Probably the most difficult restoration in dentistry is the single anterior restoration. This is compounded when dealing with a ‘particular’ patient – one that wants excellence.
Personally I don’t fault people for wanting something that ‘melts’ into their mouth and disappears. However, what I do believe is that these patients should expect to pay more for this level of service. It is nearly impossible for a dentist to deliver this high level of aesthetics under the PPO fee schedule.
Please don’t misunderstand me. I am not suggesting that you shouldn’t participate with PPO insurance. I am not suggesting that if you do that you can’t deliver highly aesthetic dental care. I am merely suggesting that you should ask for and receive higher fees for this type of work.
In our office an we charge and ‘aesthetic upgrade’ for our cosmetic anterior work. It varies based on the patient desires and difficulty of the case, but generally it is an additional .5x of the standard crown fee.
This is explained to the patient in advance and the patient is also CLEARLY informed that this fee is above and beyond the dental insurance benefits. We have yet to have any ‘contract’ issues approaching these cases this way.
If the patient wants an anterior tooth for just the PPO fee we are happy to do so. We just clearly explain that it will not be done by our master ceramist. Insurance pays for quality dental care, but they don’t allow for high end cosmetics.
Just wanted to spend a few minutes going over this as I know many have questions about this.
Robert came to our office as a new patient. During his initial interview, our treatment coordinator discovered that he was unhappy with a crown he had done on his front tooth a few years back. The crown was initially placed due to a fracture from an accident.
As I was talking with him about this tooth I asked him to explain to me – with the aid of photographs on our big screen – exactly what he didn’t like about the tooth. I also asked him to explain in detail what it would take for him to be happy.
I asked these questions to understand his expectations and determine if this was a case I could improve upon. He really had only two major concerns – the color was too white and the crown felt thick. He even went as far as saying that I don’t expect perfection, just want it to be better than this.
I agreed that it could be better and felt that we could certainly make it better. So we agreed to accept the case and our fee for this case was 1.75x of our normal crown fee. I knew in advance that this would take some extra time to achieve the result.
I advised the patient that these types of cases average about 2 adjustments back-forth with the laboratory to get it to where I am happy. He then shared with me that he needed 7 shade adjustments to get where he was currently at.
To best communicate with the laboratory I have found that making the provisional with CEREC has been tremendously helpful. Why you may ask?

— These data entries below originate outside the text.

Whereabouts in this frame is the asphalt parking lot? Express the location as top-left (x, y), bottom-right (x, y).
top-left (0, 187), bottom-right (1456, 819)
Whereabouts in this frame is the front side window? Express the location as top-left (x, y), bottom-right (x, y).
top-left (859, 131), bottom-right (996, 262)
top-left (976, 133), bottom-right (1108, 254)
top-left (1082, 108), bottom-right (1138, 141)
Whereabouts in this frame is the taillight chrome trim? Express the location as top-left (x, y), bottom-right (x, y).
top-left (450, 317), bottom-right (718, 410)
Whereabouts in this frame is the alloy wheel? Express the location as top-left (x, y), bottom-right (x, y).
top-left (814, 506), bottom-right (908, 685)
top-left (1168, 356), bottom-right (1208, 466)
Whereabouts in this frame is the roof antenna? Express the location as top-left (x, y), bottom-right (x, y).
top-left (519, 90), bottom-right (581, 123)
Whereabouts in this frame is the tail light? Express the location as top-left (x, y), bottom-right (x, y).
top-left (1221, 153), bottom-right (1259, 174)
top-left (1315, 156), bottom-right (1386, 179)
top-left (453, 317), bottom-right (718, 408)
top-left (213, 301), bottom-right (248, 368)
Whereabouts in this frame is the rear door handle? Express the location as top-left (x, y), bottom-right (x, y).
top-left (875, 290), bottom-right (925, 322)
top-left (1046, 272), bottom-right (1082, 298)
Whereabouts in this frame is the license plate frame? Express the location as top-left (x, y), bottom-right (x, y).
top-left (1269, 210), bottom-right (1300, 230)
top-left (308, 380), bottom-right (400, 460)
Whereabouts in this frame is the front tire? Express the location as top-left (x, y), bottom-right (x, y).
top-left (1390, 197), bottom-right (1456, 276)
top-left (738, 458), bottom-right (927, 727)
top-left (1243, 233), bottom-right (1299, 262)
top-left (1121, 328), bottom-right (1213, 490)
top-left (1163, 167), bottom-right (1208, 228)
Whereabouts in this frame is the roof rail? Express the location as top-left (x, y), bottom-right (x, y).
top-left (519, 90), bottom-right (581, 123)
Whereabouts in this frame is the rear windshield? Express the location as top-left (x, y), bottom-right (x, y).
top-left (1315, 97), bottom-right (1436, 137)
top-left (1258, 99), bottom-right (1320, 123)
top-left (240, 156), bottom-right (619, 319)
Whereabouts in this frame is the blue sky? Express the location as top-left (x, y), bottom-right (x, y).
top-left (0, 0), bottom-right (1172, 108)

First, it allows me to pick a base shade for the lab to work from and allows the laboratory to see how this looks in the mouth. From this we can change materials based on opacity needs (like in cases of dark preps or metal posts). Secondly, it gives me the opportunity to get shape and surface texture communicated to the laboratory. Additionally, it gives me the ability to quickly ‘remill’ the restoration in another shade or make digital changes based on patient feedback.
It is my opinion, that while acrylic provisionals can be beautiful and can do much of this same communication – it simply can’t convey the same as porcelain.
In some cases, I can even mill a second crown to send to the lab to do the custom layering and beautification directly to.
Here is the preparation completed. In this case we literally removed the existing crown and only used a fine diamond to fine tune the margins and smooth everything.
The prep was scanned into CEREC and biogeneric copy was used to copy his existing crown. Then the various tools were used to thin the facial surface and verify that we could still maintain material thickness integrity. The biogeneric reference mode could also be utilized to ‘mirror’ the adjacent tooth #9.
For this case I selected an EmpressMulti B1 block for my provisional. I chose this block because it contains a very natural built in gradient and incisal translucency.
After milling and minor post mill adjustments the provisional was hand polished only. No custom staining or glazing was performed.
The photos were sent to the lab along with a second milled restoration for reference purposes. After discussion with the laboratory we determined that we would utilize eMax for our final restoration with custom layering.
The restoration was tried in using trial gels, approved by the patient, and seated in the mouth.
Here is a photo of the case progression – before, cerec temp, final restoration.
I quickly admit the case isn’t perfect. There are tweaks that can be done to make it better. But this case took only two trips back-forth with the lab to achieve this result. I firmly believe this is much in part to our use of porcelain as our provisional material and photo documentation for communication.